Perhaps one day they, or a competitor, will do a ‘Maps Premium’ that simply charges the user inserted of all the ads, targeting, etc. And maybe a ‘Maps Premium+’ that allows for customization and going back to the peak usability design of Maps.
The problem is the higher-level decision makers having fully internalized "never leave money on the table". If there is a premium paid product, it will later have advertising added to it, and results prioritized, because that is an additional source of revenue. Never mind that it defeats the entire purpose of using the premium in the first place.

The second level is that customers know that this will happen, and don't bother looking into the more expensive options. Why bother paying a premium when you get the same poor experience out of it?

The third level happens when market research shows that people are not willing to pay for a premium product. This gets erroneously attributed to people preferring cheap ad-ridden junk, rather than being a response to markets producing expensive ad-ridden junk. (Side note, I despise the concept of "revealed preferences" for this reason.)

Your right in that there are people who have near sighted foolish thoughts like that. The truly impressive folks, if they’re around, will see past that kind of nonsense. Someone who doesn’t subscribe to another’s dogma in Steve Job’s words.
> An example: I recently searched for "photography repair" in my area and Apple gave me film developing places and local event photographers, Google gave me (I kid you not, first result) McDonalds and Best Buy.

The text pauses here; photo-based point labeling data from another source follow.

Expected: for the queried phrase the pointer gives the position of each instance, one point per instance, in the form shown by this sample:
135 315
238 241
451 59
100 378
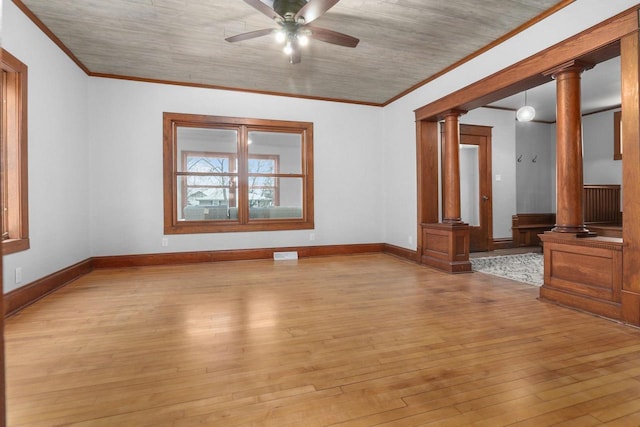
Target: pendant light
526 113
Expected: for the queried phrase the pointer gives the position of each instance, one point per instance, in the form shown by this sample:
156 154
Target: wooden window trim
14 141
171 122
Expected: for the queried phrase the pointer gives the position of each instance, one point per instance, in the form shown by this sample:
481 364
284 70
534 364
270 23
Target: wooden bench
525 228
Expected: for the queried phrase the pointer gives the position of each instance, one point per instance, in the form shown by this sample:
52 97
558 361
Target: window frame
14 175
171 171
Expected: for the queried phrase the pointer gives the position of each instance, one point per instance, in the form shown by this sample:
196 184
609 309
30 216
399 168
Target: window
13 154
234 174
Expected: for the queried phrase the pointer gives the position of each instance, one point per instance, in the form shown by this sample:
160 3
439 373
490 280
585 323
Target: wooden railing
602 204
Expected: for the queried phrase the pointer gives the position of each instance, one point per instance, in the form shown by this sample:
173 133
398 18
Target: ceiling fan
294 17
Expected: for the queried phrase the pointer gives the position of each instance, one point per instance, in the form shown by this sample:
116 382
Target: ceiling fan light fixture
288 49
303 39
281 36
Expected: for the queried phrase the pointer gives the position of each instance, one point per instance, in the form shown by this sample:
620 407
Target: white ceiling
402 42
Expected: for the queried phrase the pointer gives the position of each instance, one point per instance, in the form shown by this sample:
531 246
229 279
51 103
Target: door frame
485 188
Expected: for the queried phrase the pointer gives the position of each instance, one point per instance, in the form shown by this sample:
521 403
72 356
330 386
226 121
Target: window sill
11 246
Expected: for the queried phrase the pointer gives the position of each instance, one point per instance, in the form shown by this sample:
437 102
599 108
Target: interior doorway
476 201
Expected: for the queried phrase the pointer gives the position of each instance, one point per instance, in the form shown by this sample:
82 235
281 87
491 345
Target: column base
578 230
446 246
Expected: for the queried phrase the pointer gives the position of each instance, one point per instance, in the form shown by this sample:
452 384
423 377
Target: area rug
527 268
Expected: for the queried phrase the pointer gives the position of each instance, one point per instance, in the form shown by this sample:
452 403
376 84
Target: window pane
207 202
285 147
206 150
262 165
282 198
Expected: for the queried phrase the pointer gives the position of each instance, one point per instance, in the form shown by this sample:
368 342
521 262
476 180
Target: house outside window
234 174
13 154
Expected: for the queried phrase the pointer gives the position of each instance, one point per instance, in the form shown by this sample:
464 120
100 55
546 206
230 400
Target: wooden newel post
569 177
451 168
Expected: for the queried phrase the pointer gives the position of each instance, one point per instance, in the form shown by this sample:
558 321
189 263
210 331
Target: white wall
95 151
597 139
126 167
535 141
57 151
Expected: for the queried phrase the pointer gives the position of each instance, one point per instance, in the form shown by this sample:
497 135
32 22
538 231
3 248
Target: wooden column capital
451 168
569 179
569 67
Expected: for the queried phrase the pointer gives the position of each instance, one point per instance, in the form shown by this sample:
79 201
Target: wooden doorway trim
594 45
481 136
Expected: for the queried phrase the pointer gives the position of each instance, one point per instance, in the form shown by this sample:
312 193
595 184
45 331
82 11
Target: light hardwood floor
352 340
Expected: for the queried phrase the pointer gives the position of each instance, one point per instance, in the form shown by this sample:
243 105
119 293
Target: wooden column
569 179
445 245
630 135
451 168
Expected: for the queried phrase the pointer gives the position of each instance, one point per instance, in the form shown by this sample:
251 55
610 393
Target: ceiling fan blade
314 9
333 37
249 35
261 7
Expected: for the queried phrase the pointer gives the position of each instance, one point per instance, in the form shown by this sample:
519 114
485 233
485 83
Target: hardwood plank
368 339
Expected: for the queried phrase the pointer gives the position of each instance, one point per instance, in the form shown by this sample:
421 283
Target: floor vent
281 256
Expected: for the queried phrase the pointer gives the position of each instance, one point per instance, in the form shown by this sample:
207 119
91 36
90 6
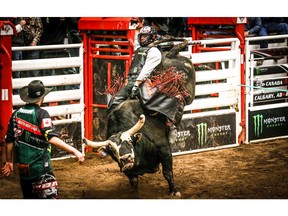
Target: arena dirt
254 171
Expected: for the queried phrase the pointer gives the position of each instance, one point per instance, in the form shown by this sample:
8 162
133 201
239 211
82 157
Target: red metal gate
7 29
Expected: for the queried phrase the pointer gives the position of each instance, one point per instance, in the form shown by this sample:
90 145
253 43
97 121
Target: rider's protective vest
31 147
137 64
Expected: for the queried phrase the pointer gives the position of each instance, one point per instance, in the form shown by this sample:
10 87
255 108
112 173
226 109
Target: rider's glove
134 92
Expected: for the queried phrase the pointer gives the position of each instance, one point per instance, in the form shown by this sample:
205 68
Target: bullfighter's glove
134 92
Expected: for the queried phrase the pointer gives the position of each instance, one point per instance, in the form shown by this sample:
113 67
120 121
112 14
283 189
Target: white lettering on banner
264 97
273 83
219 128
274 120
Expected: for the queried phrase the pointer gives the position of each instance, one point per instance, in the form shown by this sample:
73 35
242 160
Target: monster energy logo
258 125
202 133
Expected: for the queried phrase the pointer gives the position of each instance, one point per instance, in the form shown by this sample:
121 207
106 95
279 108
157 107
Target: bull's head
121 145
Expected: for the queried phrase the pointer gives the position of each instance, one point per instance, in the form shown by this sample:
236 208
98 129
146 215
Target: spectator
17 41
30 135
32 33
253 28
60 30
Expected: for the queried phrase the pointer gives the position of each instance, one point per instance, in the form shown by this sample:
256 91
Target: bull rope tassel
171 83
117 84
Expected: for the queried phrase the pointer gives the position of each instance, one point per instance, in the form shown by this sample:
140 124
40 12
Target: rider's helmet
146 35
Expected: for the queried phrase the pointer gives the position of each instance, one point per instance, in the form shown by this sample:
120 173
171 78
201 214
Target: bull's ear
137 137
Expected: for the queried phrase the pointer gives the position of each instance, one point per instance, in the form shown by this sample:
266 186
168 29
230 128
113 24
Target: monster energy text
259 121
202 133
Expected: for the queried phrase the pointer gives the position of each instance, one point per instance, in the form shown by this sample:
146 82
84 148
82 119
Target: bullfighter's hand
134 92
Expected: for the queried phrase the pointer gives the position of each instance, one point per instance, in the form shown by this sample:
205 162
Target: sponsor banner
267 123
271 96
205 132
70 134
272 69
268 83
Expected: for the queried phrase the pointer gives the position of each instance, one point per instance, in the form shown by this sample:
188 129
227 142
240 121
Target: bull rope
171 83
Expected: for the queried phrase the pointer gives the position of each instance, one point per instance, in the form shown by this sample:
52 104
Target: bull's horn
96 144
137 126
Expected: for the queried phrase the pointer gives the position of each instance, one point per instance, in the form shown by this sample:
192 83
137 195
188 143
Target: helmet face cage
46 187
146 36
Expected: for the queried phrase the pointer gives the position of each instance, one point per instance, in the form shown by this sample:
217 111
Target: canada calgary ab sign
268 123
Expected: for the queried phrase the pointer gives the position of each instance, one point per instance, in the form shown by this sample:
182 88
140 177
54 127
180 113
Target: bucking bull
141 147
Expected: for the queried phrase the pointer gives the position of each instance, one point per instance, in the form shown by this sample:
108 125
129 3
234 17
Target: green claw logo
202 133
258 125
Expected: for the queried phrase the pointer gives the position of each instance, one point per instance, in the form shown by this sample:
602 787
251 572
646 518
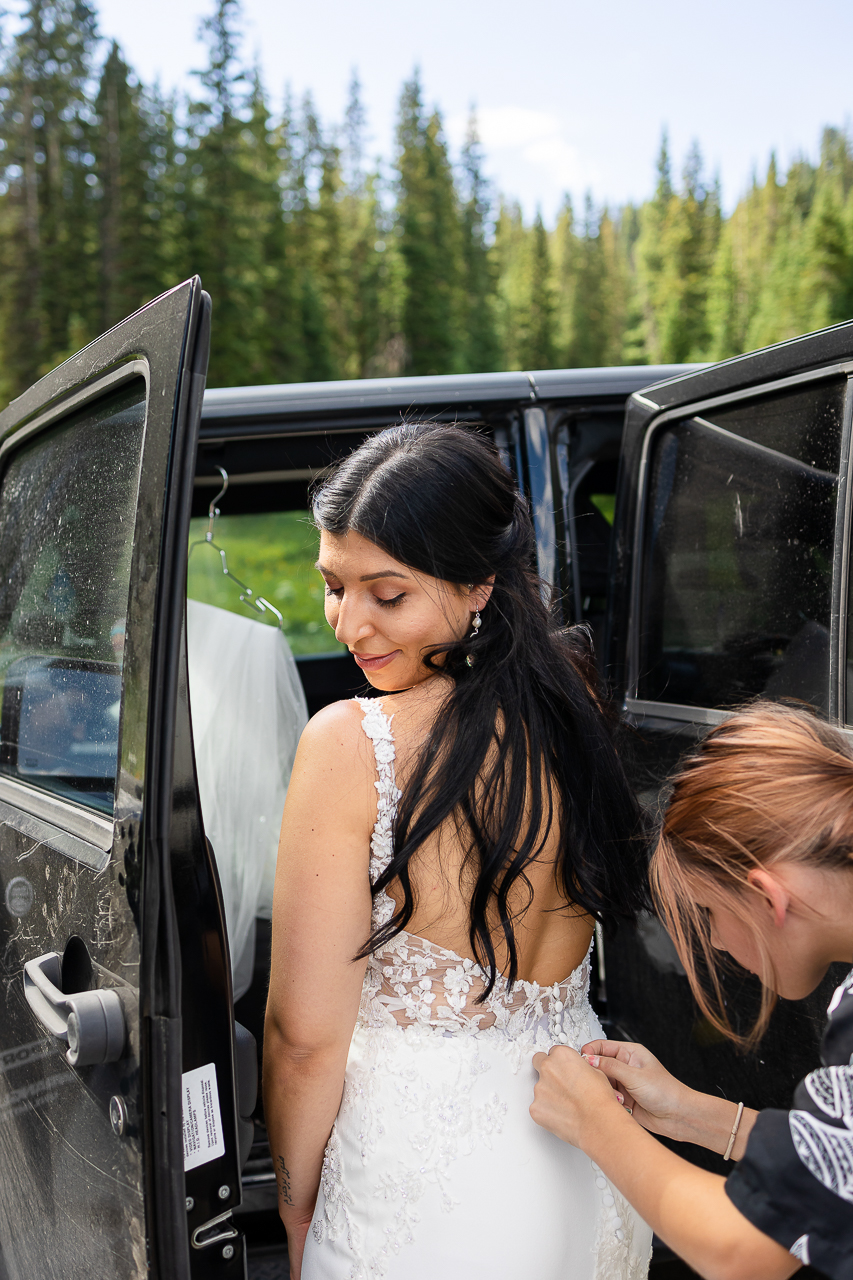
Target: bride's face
386 613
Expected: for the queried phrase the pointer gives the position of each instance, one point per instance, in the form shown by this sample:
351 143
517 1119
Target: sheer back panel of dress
413 981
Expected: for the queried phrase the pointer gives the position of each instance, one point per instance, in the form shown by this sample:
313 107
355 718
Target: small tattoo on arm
284 1183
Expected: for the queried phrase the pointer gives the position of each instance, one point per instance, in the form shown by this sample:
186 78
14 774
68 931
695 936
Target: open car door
118 1120
730 581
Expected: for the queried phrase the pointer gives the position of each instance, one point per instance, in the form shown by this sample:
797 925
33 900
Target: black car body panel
115 892
746 407
96 464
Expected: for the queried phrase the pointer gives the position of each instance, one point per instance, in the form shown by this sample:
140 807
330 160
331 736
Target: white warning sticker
203 1139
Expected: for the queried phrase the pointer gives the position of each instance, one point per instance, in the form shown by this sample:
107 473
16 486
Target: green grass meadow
274 556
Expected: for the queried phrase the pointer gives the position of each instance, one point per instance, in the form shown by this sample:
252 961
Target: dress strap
377 726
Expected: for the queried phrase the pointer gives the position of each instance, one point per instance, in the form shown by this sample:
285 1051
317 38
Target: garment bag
247 713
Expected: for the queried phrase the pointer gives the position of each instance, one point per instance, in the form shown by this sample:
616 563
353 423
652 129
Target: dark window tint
738 552
67 511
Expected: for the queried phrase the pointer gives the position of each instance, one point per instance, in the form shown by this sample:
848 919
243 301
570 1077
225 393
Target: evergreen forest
323 263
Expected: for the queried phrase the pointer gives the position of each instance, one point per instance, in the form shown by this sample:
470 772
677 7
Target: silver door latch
90 1022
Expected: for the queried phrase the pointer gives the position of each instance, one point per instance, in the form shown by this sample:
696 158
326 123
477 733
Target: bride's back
551 935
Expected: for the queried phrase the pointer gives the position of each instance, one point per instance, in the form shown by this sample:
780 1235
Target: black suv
699 526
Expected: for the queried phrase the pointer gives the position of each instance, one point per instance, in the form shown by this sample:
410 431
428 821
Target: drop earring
477 622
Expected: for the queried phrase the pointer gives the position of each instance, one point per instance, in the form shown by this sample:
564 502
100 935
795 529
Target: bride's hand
658 1101
569 1096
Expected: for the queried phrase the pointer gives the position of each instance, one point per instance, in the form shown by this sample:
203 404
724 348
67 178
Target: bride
446 849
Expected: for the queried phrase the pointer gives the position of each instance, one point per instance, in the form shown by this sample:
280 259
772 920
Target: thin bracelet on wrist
734 1132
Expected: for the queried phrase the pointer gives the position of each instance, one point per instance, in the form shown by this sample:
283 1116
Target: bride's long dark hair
520 743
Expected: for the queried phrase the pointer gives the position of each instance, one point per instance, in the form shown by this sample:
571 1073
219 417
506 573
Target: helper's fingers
621 1050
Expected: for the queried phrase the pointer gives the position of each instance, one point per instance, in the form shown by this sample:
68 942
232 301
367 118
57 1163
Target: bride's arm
320 919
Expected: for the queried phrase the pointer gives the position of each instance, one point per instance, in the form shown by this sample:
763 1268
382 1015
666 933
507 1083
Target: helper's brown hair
771 782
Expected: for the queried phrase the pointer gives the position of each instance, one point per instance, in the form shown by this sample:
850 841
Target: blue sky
569 95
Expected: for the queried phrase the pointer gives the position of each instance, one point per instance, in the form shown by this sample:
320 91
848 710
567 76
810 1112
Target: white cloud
523 135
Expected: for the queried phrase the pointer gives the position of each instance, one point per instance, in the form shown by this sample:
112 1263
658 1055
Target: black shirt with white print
796 1179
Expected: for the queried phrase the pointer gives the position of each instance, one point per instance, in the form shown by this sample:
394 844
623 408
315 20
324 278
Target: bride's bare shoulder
334 734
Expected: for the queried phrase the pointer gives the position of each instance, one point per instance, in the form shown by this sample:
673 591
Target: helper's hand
570 1096
658 1101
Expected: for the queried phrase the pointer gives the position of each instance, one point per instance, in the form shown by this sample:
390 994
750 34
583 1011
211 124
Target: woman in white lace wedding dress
397 1074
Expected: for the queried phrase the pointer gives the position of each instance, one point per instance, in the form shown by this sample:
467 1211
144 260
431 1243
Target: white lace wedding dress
434 1169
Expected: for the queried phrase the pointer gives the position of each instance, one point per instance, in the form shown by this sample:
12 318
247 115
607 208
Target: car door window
274 553
67 512
735 592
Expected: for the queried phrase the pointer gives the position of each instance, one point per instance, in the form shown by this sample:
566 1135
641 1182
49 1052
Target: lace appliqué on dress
415 991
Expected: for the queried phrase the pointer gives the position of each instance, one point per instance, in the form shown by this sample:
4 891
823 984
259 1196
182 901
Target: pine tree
223 199
429 240
649 256
538 346
48 257
138 192
510 255
482 351
591 318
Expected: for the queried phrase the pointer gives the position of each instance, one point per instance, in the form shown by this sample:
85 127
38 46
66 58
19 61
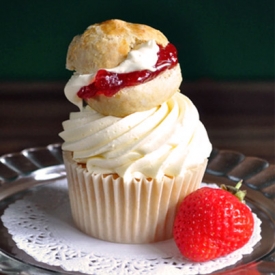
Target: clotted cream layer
165 140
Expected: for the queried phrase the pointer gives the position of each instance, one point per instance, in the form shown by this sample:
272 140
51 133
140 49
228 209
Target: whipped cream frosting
144 57
165 140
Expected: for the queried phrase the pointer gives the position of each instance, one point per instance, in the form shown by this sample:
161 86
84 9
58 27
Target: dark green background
216 39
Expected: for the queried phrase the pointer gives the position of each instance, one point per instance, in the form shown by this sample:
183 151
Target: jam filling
109 83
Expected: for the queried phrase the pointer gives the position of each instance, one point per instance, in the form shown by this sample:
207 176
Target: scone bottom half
122 68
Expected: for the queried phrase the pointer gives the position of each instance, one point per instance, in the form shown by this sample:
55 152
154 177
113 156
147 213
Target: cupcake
136 147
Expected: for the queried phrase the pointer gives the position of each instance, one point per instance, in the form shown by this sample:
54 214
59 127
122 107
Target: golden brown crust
141 97
106 45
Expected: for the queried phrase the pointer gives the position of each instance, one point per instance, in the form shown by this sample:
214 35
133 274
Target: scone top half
107 45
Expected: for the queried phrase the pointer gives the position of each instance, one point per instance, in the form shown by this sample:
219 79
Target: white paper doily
41 225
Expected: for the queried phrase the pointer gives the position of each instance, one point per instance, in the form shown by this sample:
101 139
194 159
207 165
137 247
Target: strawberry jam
109 83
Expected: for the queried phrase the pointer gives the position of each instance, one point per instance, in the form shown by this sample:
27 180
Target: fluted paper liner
143 211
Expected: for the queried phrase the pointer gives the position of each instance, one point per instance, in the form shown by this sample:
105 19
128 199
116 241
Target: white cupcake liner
143 211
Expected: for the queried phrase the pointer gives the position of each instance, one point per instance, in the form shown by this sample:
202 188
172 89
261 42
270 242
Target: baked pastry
128 167
106 46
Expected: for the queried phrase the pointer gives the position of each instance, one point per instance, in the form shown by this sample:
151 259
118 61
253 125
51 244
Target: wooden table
237 116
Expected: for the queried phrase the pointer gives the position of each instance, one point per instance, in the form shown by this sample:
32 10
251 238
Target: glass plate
21 172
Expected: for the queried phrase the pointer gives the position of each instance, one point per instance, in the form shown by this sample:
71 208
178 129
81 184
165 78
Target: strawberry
212 222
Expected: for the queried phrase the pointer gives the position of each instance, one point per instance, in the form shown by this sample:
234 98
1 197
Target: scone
137 147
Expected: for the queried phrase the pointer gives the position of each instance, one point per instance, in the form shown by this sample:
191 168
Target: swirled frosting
165 140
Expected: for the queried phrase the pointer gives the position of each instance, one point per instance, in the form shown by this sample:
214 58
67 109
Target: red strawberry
212 223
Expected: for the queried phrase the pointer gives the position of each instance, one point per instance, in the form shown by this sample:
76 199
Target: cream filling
165 140
144 57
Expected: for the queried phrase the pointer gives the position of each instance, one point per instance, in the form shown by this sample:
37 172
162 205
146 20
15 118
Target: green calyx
235 190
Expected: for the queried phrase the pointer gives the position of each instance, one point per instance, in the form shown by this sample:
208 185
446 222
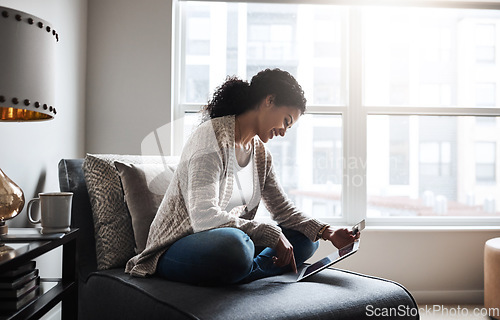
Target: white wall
128 95
31 151
128 83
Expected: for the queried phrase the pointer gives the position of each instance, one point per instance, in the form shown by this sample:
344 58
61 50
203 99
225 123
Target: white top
243 178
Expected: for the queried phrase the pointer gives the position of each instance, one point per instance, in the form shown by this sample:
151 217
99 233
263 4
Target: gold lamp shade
11 200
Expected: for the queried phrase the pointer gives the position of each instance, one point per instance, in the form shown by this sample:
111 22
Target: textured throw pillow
144 186
112 222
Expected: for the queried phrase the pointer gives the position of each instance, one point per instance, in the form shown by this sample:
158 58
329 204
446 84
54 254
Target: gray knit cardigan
200 191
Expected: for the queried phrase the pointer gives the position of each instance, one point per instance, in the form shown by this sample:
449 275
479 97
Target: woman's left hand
340 237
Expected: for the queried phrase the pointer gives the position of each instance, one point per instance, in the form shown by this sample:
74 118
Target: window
401 102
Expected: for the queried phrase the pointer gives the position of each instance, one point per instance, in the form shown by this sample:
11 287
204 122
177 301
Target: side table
27 244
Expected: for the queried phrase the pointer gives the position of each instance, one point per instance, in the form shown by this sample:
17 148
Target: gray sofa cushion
114 235
331 294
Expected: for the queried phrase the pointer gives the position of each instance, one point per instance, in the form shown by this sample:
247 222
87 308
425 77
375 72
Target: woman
204 232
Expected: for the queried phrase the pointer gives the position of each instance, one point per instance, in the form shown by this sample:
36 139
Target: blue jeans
227 256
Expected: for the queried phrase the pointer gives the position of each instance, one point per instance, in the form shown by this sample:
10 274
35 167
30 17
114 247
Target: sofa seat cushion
331 294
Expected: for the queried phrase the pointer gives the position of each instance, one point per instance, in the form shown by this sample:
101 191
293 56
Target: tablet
329 260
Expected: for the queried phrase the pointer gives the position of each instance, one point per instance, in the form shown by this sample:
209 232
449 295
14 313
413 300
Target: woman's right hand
284 254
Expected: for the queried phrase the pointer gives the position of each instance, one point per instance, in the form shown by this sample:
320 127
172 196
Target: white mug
55 210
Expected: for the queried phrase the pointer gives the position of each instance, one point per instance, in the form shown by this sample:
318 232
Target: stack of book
19 287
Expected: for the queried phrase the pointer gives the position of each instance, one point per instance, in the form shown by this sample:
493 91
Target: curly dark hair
236 96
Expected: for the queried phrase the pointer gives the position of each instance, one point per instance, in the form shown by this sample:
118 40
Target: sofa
105 291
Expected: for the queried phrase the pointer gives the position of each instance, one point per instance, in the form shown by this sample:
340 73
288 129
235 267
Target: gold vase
11 200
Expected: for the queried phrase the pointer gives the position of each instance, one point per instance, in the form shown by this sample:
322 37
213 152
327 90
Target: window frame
354 113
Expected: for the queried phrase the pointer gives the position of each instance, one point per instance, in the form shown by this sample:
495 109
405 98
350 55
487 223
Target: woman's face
275 120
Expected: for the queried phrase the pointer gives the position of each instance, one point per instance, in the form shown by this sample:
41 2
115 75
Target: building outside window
401 102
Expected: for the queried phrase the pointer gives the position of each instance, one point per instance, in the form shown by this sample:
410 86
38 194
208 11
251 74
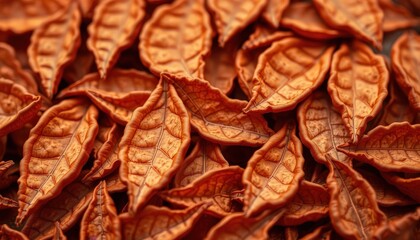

Not to put too fine a point on it, but your results might have been more satisfying if you had searched using the term “camera repair”.

Yeah bit of a brain fart when I wrote this, I probably searched for that but I tried a couple of terms in each.

Actually I probably was searching "photography" at some point because "camera" was bringing up general retail more and I was hoping an actual repair business would hav photography as a keyword more than a retail business would. Just further illustrates how frustrating this is.

I wouldn't even expect a camera repair business to exist, much less be able to find it on a search in a map app.
I agree, I’ve often found smaller or less “online” businesses (e.g. a local car stereo shop) on Google that Maps doesn’t surface. But I usually just search for these in a browser anyway, and open Maps when I actually want to navigate there.
I made it a habit to report all missing businesses/locations on Apple Maps I find via other means. Mostly for my own convenience but also to help others/those businesses.